"بالتساؤل" - Traduction Arabe en Turc

    • düşünmeye
        
    • sorgulamaya
        
    • merak etmeye
        
    • diye sormaya
        
    • meraklanmaya
        
    Deri cekete değer mi diye düşünmeye başlamıştım. Open Subtitles بدأت بالتساؤل ما إذا كان المعطف الجلدي يستحقّ كل هذا
    Ne zaman bir müşteri benim ücretimi göz ardı etse kimin için çalıştığım konusunda düşünmeye başlıyorum. Open Subtitles عندما لا يظهر الزبون نفسه لي ابداء بالتساؤل .. عمن اعمل لصالحه
    Ve bir süre sonra acaba yaşanmadı mı diye düşünmeye başladım. Open Subtitles وبعد فترة، بدأت بالتساؤل إن كانت قد حدثت
    Ama sadakatimi sunduğum insanların umduğum kadar onurlu olup olmadığını sorgulamaya başladım. Open Subtitles لكن بدأت بالتساؤل أن كان من أعمل معهم نزهاء مثلي كما آمال
    Ordunun senin nerede olduğun hakkında hiç bir fikri yok ve ortadan neden yok olduğunu sorgulamaya başlamaları bile günler alır. Open Subtitles لاتهدرى أنفاسك لافكرة لدى جيشك أين أنت وستكون أيام قبل أن يبدأوا حتى بالتساؤل , عن إختفائك
    Sadakatsiz davranıp davranmadığını merak etmeye de o zaman başladın. Open Subtitles و هنا بدأتِ بالتساؤل إن كان غير مخلصٍ لكِ ؟
    Biz yürüyüşe başladığımızda ülkenin farklı yerlerinden insanlar, “Kendi eyaletimizde biz de aynı şeyi yapabilir miyiz?” diye sormaya başladılar. TED عندما بدأنا في المسير، بدأ الناس في أنحاء الدولة بالتساؤل "هل يمكن أن نفعل الشئ نفسه في ولايتنا؟"

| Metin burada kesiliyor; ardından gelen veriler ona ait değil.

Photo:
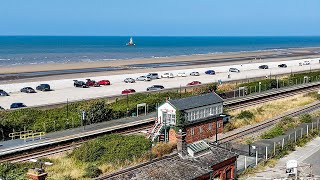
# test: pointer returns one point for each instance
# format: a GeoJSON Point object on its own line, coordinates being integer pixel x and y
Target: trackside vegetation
{"type": "Point", "coordinates": [61, 118]}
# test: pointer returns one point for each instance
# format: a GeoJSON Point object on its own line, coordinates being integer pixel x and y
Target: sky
{"type": "Point", "coordinates": [160, 18]}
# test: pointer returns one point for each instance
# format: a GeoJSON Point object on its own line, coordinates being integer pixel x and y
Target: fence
{"type": "Point", "coordinates": [265, 149]}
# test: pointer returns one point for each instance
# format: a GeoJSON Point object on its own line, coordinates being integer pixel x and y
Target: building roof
{"type": "Point", "coordinates": [196, 101]}
{"type": "Point", "coordinates": [168, 168]}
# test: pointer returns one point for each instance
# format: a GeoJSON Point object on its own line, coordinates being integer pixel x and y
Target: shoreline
{"type": "Point", "coordinates": [127, 62]}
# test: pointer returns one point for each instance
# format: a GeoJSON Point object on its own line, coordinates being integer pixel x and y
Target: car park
{"type": "Point", "coordinates": [153, 75]}
{"type": "Point", "coordinates": [17, 105]}
{"type": "Point", "coordinates": [263, 67]}
{"type": "Point", "coordinates": [81, 84]}
{"type": "Point", "coordinates": [210, 72]}
{"type": "Point", "coordinates": [128, 91]}
{"type": "Point", "coordinates": [43, 87]}
{"type": "Point", "coordinates": [143, 78]}
{"type": "Point", "coordinates": [193, 83]}
{"type": "Point", "coordinates": [104, 82]}
{"type": "Point", "coordinates": [3, 93]}
{"type": "Point", "coordinates": [129, 80]}
{"type": "Point", "coordinates": [155, 88]}
{"type": "Point", "coordinates": [167, 75]}
{"type": "Point", "coordinates": [306, 63]}
{"type": "Point", "coordinates": [234, 70]}
{"type": "Point", "coordinates": [92, 83]}
{"type": "Point", "coordinates": [27, 90]}
{"type": "Point", "coordinates": [282, 65]}
{"type": "Point", "coordinates": [194, 74]}
{"type": "Point", "coordinates": [181, 74]}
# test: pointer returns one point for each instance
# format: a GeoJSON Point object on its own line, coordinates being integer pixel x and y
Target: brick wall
{"type": "Point", "coordinates": [201, 131]}
{"type": "Point", "coordinates": [172, 135]}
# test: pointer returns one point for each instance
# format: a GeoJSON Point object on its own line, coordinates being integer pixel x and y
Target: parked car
{"type": "Point", "coordinates": [82, 84]}
{"type": "Point", "coordinates": [104, 82]}
{"type": "Point", "coordinates": [194, 74]}
{"type": "Point", "coordinates": [155, 88]}
{"type": "Point", "coordinates": [234, 70]}
{"type": "Point", "coordinates": [128, 91]}
{"type": "Point", "coordinates": [3, 93]}
{"type": "Point", "coordinates": [263, 67]}
{"type": "Point", "coordinates": [17, 105]}
{"type": "Point", "coordinates": [282, 65]}
{"type": "Point", "coordinates": [193, 83]}
{"type": "Point", "coordinates": [143, 78]}
{"type": "Point", "coordinates": [27, 90]}
{"type": "Point", "coordinates": [43, 87]}
{"type": "Point", "coordinates": [181, 74]}
{"type": "Point", "coordinates": [211, 72]}
{"type": "Point", "coordinates": [92, 83]}
{"type": "Point", "coordinates": [167, 75]}
{"type": "Point", "coordinates": [306, 63]}
{"type": "Point", "coordinates": [153, 75]}
{"type": "Point", "coordinates": [129, 80]}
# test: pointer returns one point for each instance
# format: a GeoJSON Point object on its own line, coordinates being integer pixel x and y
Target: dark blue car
{"type": "Point", "coordinates": [211, 72]}
{"type": "Point", "coordinates": [17, 105]}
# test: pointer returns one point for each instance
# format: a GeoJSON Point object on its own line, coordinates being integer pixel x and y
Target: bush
{"type": "Point", "coordinates": [163, 148]}
{"type": "Point", "coordinates": [273, 132]}
{"type": "Point", "coordinates": [113, 148]}
{"type": "Point", "coordinates": [245, 115]}
{"type": "Point", "coordinates": [305, 118]}
{"type": "Point", "coordinates": [90, 151]}
{"type": "Point", "coordinates": [92, 171]}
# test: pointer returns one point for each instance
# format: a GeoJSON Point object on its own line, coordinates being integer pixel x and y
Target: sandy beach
{"type": "Point", "coordinates": [63, 88]}
{"type": "Point", "coordinates": [131, 66]}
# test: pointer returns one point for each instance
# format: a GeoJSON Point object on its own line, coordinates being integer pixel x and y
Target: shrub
{"type": "Point", "coordinates": [90, 151]}
{"type": "Point", "coordinates": [163, 148]}
{"type": "Point", "coordinates": [245, 115]}
{"type": "Point", "coordinates": [273, 132]}
{"type": "Point", "coordinates": [305, 118]}
{"type": "Point", "coordinates": [92, 171]}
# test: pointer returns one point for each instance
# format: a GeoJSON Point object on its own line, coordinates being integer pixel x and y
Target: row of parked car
{"type": "Point", "coordinates": [90, 82]}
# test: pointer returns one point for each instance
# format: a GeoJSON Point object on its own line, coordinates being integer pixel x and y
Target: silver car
{"type": "Point", "coordinates": [143, 78]}
{"type": "Point", "coordinates": [129, 80]}
{"type": "Point", "coordinates": [194, 74]}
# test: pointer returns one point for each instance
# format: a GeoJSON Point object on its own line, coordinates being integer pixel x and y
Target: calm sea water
{"type": "Point", "coordinates": [15, 50]}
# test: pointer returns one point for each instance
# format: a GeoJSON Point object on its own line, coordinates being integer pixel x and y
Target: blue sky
{"type": "Point", "coordinates": [160, 18]}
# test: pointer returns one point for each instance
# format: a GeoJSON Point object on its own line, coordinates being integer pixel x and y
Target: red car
{"type": "Point", "coordinates": [128, 91]}
{"type": "Point", "coordinates": [104, 82]}
{"type": "Point", "coordinates": [92, 83]}
{"type": "Point", "coordinates": [194, 83]}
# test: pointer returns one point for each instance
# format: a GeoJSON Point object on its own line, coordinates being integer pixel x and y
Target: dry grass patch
{"type": "Point", "coordinates": [268, 110]}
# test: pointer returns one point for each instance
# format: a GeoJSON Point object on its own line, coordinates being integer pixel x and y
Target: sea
{"type": "Point", "coordinates": [20, 50]}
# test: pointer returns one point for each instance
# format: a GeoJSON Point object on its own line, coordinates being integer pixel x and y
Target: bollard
{"type": "Point", "coordinates": [266, 152]}
{"type": "Point", "coordinates": [257, 157]}
{"type": "Point", "coordinates": [245, 162]}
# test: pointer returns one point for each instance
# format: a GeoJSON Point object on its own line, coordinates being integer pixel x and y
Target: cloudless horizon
{"type": "Point", "coordinates": [160, 18]}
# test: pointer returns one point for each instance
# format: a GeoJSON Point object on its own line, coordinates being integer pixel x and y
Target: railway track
{"type": "Point", "coordinates": [50, 150]}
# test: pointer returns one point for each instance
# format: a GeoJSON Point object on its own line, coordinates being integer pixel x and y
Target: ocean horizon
{"type": "Point", "coordinates": [22, 50]}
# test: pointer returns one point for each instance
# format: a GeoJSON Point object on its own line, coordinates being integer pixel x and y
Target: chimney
{"type": "Point", "coordinates": [181, 143]}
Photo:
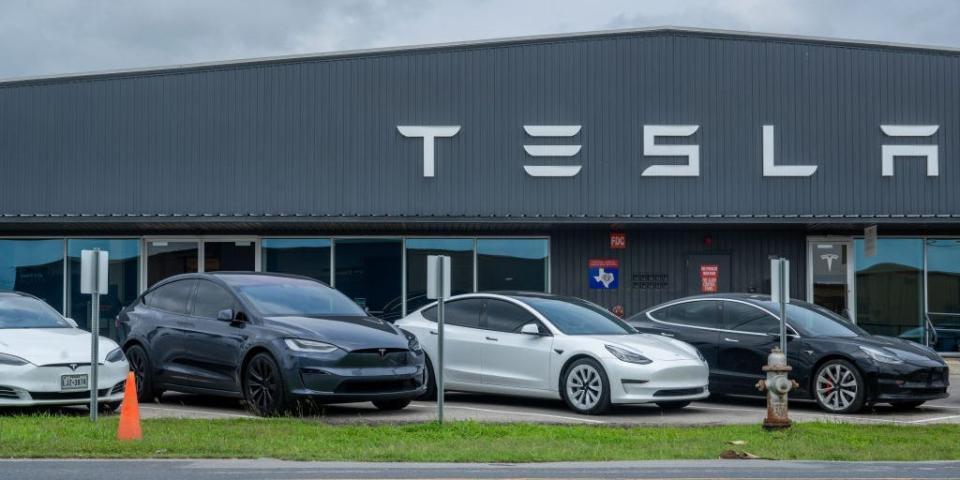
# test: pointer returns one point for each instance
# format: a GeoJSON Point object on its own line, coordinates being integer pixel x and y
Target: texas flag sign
{"type": "Point", "coordinates": [603, 273]}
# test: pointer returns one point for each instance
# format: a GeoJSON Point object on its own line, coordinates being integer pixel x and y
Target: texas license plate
{"type": "Point", "coordinates": [73, 382]}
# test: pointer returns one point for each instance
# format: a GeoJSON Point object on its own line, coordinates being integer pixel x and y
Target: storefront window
{"type": "Point", "coordinates": [123, 278]}
{"type": "Point", "coordinates": [34, 267]}
{"type": "Point", "coordinates": [512, 264]}
{"type": "Point", "coordinates": [460, 251]}
{"type": "Point", "coordinates": [298, 256]}
{"type": "Point", "coordinates": [370, 271]}
{"type": "Point", "coordinates": [943, 292]}
{"type": "Point", "coordinates": [889, 288]}
{"type": "Point", "coordinates": [169, 258]}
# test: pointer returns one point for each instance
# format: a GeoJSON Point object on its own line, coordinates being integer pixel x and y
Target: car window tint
{"type": "Point", "coordinates": [210, 299]}
{"type": "Point", "coordinates": [173, 297]}
{"type": "Point", "coordinates": [744, 318]}
{"type": "Point", "coordinates": [704, 313]}
{"type": "Point", "coordinates": [504, 316]}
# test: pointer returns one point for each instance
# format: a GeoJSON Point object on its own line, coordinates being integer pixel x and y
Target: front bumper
{"type": "Point", "coordinates": [906, 382]}
{"type": "Point", "coordinates": [660, 381]}
{"type": "Point", "coordinates": [32, 385]}
{"type": "Point", "coordinates": [344, 379]}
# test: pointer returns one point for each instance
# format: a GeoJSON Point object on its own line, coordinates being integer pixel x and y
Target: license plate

    Evet, ama bu kadar uzun olmamıştı, insan meraklanmaya başlıyor. Open Subtitles نعم ولكن ليس لهذه المدة و يبدء المرء بالتساؤل
    Bu arada, kişinin kız arkadaşının olmasının nesi iyi diye düşünmeye başlamıştım. Open Subtitles "وبدأتُ بالتساؤل أثناء ذلك عمّا يفترض به أن يكون رائعاً في الحظو بصديقة"
    Çünkü salak olduğunu düşünmeye başlıyorum. Open Subtitles . لأنني بدأت بالتساؤل هل هو أحمق
    Bu tuhaf çocuk bütün gün başımıza mı kalacak diye düşünmeye başlamıştım. Open Subtitles لقد بدأت بالتساؤل إذا ما كان هذا الطفل)) ((الغريب سيظل معنا طول اليوم
    Bob ve Lee, komşularından herhangi birinin onlara destek olup olmayacağını düşünmeye başlamışlardı.. Open Subtitles .. بدأ (بوب) و(لي) بالتساؤل إن كان أيّاً من جيرانهم سيُساعدونهم
    Sonra şöyle düşünmeye başlıyorsun: "Bu gerçek mi?" Open Subtitles وتبدأ بالتساؤل "أهذا هو حقًا؟"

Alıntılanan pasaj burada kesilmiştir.